Araştırmacı-Yazar Mesut Özcan, 16-17 Ekim’de Munzur Üniversitesi’nde yapılacak olan “Anadolu’nun Horasan’ı Tunceli” sempozyumuna tepki gösterdi.
Özcan, “Dersim’de böyle bir çalışmanın yapılması Dersim’in Alevi inancı için bir kale olmasından dolayı. Dersim Aleviler için çok önemli bir coğrafya. Munzur Üniversitesi bu tavrıyla geçmişten beri eleştirilen Tunceli Cemevi’nin mirasını devralacak gibi görünüyor” dedi.
AKP hükümetinin Dersim’deki asimilasyon faaliyetleri çeşitli yöntemlerle sürüyor. Tunceli Valiliği’nin koordinasyonuyla, Alevi Bektaşi Kültür ve Cemevi Başkanlığı ve Munzur Üniversitesi işbirliğiyle, 16-17 Ekim 2024 tarihlerinde Munzur Üniversitesi’nde “Anadolu’nun Horasan’ı Tunceli Sempozyumu” gerçekleşecek.
Araştırmacı-Yazar Mesut Özcan, yapılacak sempozyumun amacını değerlendirdi.
“MUNZUR ÜNİVERSİTESİ, TUNCELİ CEMEVİ’NİN MİRASINI DEVRALACAK GİBİ GÖRÜNÜYOR”
Yapılacak sempozyumun Alevi Bektaşi Kültür ve Cemevi Başkanlığı’nın inisiyatifinde olan bir çalışma olmadığını belirten Mesut Özcan, “İktidarın Alevilere yönelik bir politikası. Dersim’de böyle bir çalışmanın yapılması Dersim’in Alevi inancı için bir kale olmasından dolayı” dedi.
Geçmişten beri devletin Alevilere ilgi duyduğu zaman ilk uğradığı yerin Dersim olduğuna dikkat çeken Özcan, “Devletin inançlardan elini çekmesi gerekiyor, toplum kendi inancını kendi istediği gibi yaşamalı. Dersim sadece Dersim değildir.
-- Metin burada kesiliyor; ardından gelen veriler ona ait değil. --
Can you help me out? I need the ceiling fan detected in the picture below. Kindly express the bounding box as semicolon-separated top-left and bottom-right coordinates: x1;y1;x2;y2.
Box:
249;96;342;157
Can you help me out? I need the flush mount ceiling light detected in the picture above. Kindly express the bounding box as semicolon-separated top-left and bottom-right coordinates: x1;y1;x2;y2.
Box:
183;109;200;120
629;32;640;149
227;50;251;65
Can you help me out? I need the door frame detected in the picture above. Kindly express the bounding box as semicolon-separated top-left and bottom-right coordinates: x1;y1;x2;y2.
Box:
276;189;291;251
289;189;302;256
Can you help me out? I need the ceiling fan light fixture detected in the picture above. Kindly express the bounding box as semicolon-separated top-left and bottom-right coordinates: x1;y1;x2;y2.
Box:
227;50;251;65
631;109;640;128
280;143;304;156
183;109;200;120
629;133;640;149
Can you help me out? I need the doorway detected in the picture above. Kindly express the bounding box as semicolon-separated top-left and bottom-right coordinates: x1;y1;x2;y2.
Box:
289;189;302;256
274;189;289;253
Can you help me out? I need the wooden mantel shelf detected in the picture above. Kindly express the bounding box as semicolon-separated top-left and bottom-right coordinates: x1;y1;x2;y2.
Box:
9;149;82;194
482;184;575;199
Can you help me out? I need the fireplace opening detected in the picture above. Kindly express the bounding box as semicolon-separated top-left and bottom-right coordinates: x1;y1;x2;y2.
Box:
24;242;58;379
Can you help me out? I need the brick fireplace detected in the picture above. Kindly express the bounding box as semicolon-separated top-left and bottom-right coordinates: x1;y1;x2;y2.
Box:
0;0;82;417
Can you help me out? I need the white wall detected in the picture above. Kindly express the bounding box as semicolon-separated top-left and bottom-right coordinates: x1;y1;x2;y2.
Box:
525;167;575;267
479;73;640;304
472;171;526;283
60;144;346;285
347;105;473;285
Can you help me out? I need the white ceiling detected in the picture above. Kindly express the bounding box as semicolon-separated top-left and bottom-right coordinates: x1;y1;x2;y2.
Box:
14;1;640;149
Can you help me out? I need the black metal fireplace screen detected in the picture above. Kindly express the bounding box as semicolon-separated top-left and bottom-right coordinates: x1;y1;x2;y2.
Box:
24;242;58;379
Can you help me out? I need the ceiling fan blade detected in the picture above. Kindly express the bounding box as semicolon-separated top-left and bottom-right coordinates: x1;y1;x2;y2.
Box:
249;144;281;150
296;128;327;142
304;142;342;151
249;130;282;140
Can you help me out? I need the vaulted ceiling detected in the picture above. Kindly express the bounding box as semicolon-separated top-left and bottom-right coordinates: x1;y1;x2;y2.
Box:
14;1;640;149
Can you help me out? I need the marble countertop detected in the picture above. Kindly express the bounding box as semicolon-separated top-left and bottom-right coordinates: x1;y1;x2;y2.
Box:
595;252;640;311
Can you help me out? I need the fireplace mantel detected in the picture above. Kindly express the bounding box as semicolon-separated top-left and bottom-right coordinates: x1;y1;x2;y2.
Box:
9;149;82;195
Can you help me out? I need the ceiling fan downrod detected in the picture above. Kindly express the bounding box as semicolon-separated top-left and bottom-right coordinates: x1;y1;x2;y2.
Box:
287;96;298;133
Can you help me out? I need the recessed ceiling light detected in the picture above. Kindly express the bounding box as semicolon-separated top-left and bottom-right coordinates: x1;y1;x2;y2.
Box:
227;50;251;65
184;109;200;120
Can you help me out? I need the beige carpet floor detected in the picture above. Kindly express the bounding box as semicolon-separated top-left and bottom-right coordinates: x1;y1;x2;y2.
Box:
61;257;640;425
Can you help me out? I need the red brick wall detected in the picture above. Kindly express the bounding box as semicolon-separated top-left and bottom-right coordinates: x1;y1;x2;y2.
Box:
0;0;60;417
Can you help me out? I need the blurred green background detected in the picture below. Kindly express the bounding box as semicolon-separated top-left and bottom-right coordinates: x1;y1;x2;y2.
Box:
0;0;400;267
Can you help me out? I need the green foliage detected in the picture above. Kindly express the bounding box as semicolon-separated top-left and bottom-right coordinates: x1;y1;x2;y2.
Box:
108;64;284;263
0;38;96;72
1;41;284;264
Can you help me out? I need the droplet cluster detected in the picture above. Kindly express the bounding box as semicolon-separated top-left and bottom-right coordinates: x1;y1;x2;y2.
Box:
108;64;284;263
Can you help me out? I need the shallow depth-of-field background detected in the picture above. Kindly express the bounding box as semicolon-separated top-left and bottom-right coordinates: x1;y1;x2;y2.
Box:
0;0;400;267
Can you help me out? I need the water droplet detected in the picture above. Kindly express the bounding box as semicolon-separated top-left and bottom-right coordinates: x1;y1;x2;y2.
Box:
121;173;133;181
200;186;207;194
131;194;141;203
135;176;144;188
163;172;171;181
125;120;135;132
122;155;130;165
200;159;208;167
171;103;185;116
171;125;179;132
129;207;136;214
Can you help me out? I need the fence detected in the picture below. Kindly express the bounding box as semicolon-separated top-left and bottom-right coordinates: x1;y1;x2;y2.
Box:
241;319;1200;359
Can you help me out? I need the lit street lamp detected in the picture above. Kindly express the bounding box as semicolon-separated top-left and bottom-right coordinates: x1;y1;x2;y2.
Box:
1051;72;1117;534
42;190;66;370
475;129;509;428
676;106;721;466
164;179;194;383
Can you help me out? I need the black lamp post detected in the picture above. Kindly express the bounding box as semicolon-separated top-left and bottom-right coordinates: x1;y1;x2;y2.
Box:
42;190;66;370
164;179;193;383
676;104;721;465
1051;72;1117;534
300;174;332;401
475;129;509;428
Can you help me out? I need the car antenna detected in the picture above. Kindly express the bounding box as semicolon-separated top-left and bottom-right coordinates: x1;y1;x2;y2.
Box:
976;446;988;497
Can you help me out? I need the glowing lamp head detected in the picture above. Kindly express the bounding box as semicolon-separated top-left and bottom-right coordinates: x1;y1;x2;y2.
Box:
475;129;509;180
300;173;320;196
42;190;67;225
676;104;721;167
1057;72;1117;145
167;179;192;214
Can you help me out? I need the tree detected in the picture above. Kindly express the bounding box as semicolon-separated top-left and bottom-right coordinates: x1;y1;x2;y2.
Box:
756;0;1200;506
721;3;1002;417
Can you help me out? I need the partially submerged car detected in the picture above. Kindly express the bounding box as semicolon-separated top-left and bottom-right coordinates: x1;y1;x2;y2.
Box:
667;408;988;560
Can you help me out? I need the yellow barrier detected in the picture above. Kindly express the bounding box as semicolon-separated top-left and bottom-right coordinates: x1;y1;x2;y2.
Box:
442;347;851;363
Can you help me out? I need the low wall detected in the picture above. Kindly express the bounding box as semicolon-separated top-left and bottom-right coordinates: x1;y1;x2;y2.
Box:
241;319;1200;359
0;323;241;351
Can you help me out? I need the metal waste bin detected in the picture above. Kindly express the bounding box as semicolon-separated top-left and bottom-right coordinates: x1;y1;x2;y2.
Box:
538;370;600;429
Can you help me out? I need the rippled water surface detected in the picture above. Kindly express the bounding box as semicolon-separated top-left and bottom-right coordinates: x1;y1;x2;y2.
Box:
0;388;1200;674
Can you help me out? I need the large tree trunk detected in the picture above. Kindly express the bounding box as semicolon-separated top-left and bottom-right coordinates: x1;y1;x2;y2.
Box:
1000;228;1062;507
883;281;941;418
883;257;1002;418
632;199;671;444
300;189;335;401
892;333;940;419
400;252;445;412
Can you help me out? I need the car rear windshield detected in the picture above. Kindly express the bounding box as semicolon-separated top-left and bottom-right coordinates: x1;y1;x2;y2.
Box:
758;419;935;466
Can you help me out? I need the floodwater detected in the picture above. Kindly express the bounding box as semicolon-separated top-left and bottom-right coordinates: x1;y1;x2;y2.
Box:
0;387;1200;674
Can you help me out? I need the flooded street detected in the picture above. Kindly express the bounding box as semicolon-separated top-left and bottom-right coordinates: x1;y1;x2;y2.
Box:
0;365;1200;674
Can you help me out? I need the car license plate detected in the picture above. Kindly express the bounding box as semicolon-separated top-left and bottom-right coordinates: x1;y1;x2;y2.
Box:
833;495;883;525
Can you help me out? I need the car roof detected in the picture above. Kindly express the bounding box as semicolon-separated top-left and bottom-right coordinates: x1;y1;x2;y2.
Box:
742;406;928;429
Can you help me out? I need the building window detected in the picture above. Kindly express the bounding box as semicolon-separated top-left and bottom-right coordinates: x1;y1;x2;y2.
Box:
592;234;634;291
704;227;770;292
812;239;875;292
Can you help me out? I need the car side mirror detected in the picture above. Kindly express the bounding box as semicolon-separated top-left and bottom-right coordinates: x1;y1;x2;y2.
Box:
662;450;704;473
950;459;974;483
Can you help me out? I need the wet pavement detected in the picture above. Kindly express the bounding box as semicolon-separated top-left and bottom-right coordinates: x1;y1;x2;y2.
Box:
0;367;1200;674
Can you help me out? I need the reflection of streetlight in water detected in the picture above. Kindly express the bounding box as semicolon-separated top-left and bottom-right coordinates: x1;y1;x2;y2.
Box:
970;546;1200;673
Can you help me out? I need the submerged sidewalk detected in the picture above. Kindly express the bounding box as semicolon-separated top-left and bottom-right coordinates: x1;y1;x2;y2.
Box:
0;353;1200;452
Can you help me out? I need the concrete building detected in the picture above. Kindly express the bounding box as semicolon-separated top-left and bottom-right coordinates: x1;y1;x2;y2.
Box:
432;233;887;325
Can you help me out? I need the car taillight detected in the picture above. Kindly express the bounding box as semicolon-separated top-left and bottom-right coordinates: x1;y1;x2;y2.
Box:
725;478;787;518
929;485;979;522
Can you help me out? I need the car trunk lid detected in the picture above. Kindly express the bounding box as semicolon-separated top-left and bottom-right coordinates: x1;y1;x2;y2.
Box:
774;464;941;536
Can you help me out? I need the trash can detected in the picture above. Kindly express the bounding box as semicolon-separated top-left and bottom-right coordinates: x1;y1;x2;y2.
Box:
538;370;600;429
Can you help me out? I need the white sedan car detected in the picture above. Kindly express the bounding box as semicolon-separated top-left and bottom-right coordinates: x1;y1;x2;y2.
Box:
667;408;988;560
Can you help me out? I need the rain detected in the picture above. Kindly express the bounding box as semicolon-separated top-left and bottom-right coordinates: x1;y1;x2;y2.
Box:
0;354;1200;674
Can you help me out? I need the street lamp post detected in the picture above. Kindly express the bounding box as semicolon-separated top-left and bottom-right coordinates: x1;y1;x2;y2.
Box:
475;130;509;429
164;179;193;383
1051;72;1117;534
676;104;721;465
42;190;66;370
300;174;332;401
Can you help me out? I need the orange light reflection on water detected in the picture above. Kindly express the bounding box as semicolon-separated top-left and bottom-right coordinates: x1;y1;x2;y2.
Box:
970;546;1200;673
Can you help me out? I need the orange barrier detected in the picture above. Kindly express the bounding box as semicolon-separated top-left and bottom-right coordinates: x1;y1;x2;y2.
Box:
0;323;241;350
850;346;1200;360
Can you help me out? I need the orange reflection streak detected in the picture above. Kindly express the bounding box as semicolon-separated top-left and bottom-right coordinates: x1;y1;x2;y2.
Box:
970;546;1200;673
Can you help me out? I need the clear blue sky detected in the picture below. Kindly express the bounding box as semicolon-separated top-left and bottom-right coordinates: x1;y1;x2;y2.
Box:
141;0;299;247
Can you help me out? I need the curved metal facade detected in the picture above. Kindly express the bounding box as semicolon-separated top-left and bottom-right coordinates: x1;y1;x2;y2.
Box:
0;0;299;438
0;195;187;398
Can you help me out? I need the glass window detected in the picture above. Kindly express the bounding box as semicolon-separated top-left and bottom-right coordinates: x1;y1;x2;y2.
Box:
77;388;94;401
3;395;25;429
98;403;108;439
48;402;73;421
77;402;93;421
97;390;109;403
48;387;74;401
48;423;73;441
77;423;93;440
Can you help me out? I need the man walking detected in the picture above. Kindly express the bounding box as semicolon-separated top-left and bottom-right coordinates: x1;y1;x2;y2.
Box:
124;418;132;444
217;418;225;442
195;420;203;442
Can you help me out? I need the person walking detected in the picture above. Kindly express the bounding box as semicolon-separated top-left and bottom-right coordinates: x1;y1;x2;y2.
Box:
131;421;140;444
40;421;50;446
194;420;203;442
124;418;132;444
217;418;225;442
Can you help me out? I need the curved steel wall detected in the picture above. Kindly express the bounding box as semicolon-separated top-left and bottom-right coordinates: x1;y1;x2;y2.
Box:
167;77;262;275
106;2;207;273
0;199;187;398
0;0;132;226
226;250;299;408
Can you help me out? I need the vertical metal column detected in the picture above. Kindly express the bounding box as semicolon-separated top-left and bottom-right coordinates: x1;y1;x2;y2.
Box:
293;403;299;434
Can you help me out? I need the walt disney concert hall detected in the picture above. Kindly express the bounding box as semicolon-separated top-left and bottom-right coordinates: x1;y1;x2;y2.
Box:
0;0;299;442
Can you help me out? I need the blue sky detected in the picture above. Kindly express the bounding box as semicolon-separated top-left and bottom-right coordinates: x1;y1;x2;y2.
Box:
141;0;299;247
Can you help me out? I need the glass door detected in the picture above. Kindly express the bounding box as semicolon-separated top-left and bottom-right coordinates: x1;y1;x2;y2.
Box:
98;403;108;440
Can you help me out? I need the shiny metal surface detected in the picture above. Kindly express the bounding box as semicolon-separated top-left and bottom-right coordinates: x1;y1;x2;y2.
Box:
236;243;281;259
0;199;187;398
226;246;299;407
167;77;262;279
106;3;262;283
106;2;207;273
Dersim Aleviler için çok önemli bir coğrafya. Bu çalışmanın Munzur Üniversitesi üzerinden yapılması da aslında çok ilginç bir şey değil. Munzur Üniversitesi bu tavrıyla geçmişten beri eleştirilen Tunceli Cemevi’nin mirasını devralacak gibi görünüyor. Munzur Üniversitesi Dersim’in inancı, kültürü ve dili için bilimsel çalışmalar yapmalı” şeklinde konuştu.
“ALEVİLERE DEĞER VERDİĞİNİ GÖSTERME ÇABASI”
“Horasan’dan geldik” denilerek Aleviliğin Türklüğe bağlanmaya çalışıldığını vurgulayan Özcan, “Biraz daha geriye giderek İslamiyet’le bağdaştırması bilime uymayan bir durum. Yapılacak sempozyumda üniversitedeki salonların isimlerine Dersim’de kutsal mekânların adının verilmesi ve bunun bildiride de belirtilmesi bir politikanın amacı. Ana Fatma, Munzur Baba salonu gibi isimlerin verilmesi Alevilere şirin gözükme ve Alevilere değer verdiğini gösterme çabası. Alevi Bektaşi Kültür ve Cemevi Başkanlığı üzerinden Munzur Üniversitesi’nin çabası beklenen bir şey ve gelecekte bu durum daha da artacaktır” ifadelerini kullandı.
“ALEVİ KURUMLARININ BİR ENSTİTÜ GİBİ ÇALIŞMASI GEREKİYOR, ALEVİ İNANCI İLE İLGİLİ KURSLAR VERİLMELİ”
Alevi kurumlarının sadece adlarıyla var olduklarını ve pratikte yaptıkları kayda değer bir şey olmadığını dile getiren Araştırmacı-Yazar Mesut Özcan, şöyle devam etti:
“Alevi kurumları bir enstitü gibi çalışması gerekiyor çünkü geçmişlerine dair bir arşivleri, müzeleri ve referans gösterecekleri kayıtları yok. Biz Alevilerin en büyük kusuru sadece konuşuyoruz ve düşüncelerimizi aktarıyoruz. Ancak şu anda Alevilerin karşısında olan kurumlar ciddi bir arşiv oluşturuyor ve bunun üzerine düşüncelerini oturtuyorlar. Alevi kurumlarının bir an önce bir enstitüye dönüşmeleri ve arşiv oluşturmaları gerekiyor. Cemevlerinde sadece bağlama ve semah kurslarının verilmesi yetersiz yeni kuşaklara Alevi inancı ile ilgili kurslar verilmeli. Milyonlarca Aleviden söz ediyoruz ancak Alevilerin akademik bir dergisi yok. Alternatif bir şey yaratmamız lazım. Aleviler sürekli konuşup, eleştiriyor ama yerine ne koyacağız.”